As mentioned in the last post, the upcoming Easydata 2.0 release is all about API and UX lessons we learned in the last year of using, and developing the Easydata framework.
Since there are probably a few existing Easydata users out there, here’s a quick guide to migrating to the new API.
On-disk Catalog Format
We completely changed the on-disk catalog format. But you knew that, because we wrote a whole blog post about it :)
Loading a Catalog
- Old:
load_catalog(catalog_name)
- New:
Catalog.load(catalog_name)
Previously, we had defined some helpful (partial) functions to load these; i.e.
dataset_catalog = partial(load_catalog, catalog_file='datasets.json') # Old way
transformer_catalog = partial(load_catalog, catalog_file='transformers.json') # Old way
datasource_catalog = partial(load_catalog, catalog_file='datasources.json') # Old way
We’ve deprecated them, because the new form is just as clear:
Catalog.load('datasets')
Catalog.load('transformers')
Catalog.load('datasources')
Deleting a key
- Old:
del_from_catalog(key, catalog_file=foo)
- New:
c = Catalog.load(foo); del c[key]
Basically, treat the catalog as a dict, and changes will be serialized to disk automatically.
Available catalog entries
We used to have functions like available_datasets()
, available_transformers()
, available_datasources()
but again, we now simply treat these as a dict, so
- Old:
if 'foo' in available_datasets() ...
- New:
c = Catalog.load('datsets'); if 'foo' in c ...
Basically, treat the catalog as a dict.
Building Transformers
One of our favourite new features is the ability to use a Jupyter Notebook in place of a transformer function. It’s as easy as writing a Dataset to disk inside your notebook and then doing a:
dsdict = notebook_as_transformer(notebook_name='my_notebook.ipynb',
input_datasets=[ds_in],
output_datasets=[ds_out],
overwrite_catalog=True)
Eliminating the workflow module
The purpose of src.workflow
has changed several times. In the end, we ended up using it as a place to test
out new API ideas without exposing the details to the user. By the time we cut our Easydata 2 beta, this file was effectively empty, so it has returned to its original purpose (handling commands like “make datasets” and “make datasources”).

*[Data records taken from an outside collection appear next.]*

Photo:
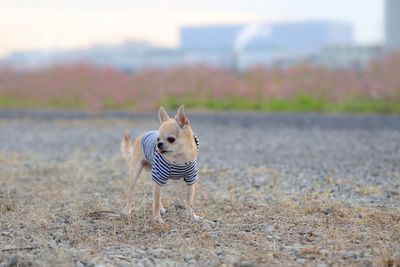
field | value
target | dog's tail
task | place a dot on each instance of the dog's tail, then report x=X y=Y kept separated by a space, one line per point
x=126 y=146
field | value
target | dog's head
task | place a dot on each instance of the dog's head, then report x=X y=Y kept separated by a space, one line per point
x=176 y=138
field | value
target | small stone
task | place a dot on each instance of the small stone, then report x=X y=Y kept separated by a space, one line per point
x=329 y=211
x=245 y=264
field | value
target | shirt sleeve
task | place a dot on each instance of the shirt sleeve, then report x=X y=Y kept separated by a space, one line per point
x=191 y=174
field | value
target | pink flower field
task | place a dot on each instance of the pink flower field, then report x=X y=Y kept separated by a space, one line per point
x=376 y=88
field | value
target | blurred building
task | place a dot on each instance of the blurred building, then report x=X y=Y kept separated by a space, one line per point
x=392 y=25
x=244 y=46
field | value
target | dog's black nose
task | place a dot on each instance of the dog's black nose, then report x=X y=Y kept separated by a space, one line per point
x=160 y=145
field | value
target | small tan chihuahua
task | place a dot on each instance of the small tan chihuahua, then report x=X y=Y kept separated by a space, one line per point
x=169 y=153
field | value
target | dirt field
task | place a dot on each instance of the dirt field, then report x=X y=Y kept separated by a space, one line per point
x=317 y=190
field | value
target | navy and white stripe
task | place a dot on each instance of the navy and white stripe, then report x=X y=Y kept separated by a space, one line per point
x=161 y=169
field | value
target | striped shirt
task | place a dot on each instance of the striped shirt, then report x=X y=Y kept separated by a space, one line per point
x=161 y=169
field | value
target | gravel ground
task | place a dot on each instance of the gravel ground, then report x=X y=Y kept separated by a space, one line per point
x=63 y=182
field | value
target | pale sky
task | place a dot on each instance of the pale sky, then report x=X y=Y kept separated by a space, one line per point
x=56 y=24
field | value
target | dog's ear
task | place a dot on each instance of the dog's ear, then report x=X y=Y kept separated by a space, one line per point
x=181 y=117
x=162 y=115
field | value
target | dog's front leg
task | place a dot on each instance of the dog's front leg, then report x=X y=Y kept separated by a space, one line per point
x=157 y=206
x=134 y=174
x=190 y=190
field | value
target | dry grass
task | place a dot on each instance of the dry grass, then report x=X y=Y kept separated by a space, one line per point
x=67 y=213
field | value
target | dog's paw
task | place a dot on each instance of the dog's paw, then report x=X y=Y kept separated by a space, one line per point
x=192 y=216
x=158 y=219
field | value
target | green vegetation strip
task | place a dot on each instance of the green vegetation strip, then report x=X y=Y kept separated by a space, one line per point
x=300 y=103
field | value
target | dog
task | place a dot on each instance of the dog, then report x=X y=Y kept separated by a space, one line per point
x=169 y=153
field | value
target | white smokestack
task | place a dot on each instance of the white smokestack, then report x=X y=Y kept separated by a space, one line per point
x=249 y=33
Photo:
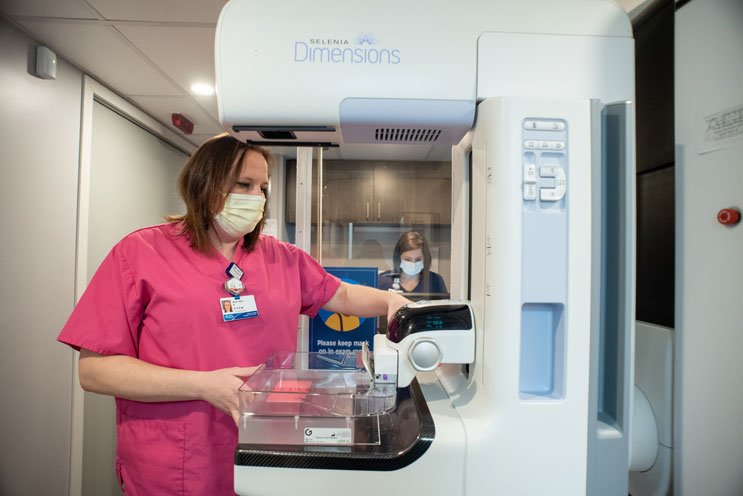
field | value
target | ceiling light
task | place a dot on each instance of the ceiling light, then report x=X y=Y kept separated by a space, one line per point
x=202 y=89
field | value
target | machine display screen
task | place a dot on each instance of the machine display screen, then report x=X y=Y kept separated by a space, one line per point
x=410 y=320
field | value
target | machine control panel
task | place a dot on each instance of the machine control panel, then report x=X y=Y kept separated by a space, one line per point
x=428 y=316
x=544 y=159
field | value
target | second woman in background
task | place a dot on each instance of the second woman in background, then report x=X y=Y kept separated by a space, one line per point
x=411 y=268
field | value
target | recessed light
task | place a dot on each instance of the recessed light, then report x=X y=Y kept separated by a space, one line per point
x=202 y=89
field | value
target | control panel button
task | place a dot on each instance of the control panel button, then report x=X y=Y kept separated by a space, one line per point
x=558 y=192
x=544 y=125
x=544 y=145
x=530 y=191
x=549 y=170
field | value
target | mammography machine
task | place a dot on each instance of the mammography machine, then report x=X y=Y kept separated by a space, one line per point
x=523 y=387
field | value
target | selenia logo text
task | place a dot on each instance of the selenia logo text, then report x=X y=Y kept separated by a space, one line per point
x=341 y=51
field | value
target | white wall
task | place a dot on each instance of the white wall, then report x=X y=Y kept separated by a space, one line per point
x=708 y=410
x=39 y=141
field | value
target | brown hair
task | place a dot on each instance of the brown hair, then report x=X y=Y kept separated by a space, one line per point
x=412 y=240
x=207 y=175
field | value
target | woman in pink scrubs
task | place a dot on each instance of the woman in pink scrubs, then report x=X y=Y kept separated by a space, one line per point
x=152 y=329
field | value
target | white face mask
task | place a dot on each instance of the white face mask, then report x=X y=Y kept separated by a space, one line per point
x=241 y=213
x=411 y=268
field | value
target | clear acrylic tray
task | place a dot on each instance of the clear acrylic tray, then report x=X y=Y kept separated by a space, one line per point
x=309 y=398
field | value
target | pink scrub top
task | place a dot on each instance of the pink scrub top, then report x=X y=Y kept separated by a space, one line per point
x=156 y=299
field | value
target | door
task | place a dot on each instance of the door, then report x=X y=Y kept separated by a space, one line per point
x=132 y=184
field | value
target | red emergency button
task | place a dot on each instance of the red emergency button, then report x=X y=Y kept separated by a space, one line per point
x=728 y=216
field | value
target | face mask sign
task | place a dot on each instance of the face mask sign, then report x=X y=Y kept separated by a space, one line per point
x=241 y=213
x=411 y=268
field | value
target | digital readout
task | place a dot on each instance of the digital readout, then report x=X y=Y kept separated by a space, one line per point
x=434 y=322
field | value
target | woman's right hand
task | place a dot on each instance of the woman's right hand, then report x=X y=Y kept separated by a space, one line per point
x=219 y=388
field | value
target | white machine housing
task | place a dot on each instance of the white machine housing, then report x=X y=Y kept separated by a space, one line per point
x=383 y=75
x=545 y=406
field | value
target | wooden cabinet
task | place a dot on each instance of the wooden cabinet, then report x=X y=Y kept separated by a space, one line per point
x=375 y=192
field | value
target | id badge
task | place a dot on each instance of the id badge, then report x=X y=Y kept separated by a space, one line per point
x=238 y=308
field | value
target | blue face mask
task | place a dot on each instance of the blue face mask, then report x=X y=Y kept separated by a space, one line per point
x=411 y=268
x=241 y=213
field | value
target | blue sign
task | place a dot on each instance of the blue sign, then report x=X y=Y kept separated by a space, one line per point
x=335 y=334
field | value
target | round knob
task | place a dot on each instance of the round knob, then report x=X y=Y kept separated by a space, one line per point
x=728 y=216
x=424 y=354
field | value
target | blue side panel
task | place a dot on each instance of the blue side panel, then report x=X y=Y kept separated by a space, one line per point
x=545 y=172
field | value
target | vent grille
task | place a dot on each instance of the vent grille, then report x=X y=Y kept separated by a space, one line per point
x=407 y=135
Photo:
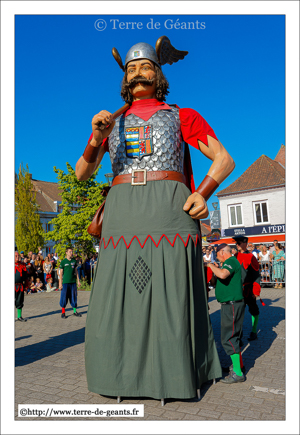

For the rest of the functions, that used to be there, import the module you want from easydata directly.
from src.data import Catalog, Dataset
from src.helpers import (dataset_from_csv_manual_download,
dataset_from_metadata
dataset_from_single_function)
Adding Dataset/Datasource to Catalog.
To add a dataset or datasource to its respective catalog, use the “update_catalog()` method of the Dataset / Datasource object respectively; e.g.
c = Catalog.load('datsets')
ds = Dataset('new_dataset_name')
ds.update_catalog()
The same works for DataSource objects.
Renamed API Calls
TransformerGraph
is nowDatasetGraph
create_transformer_pipeline
is nowserialize_transformer_pipeline
New Exceptions
We introduced some Easydata-specific exceptions. We had previously been using generic ones.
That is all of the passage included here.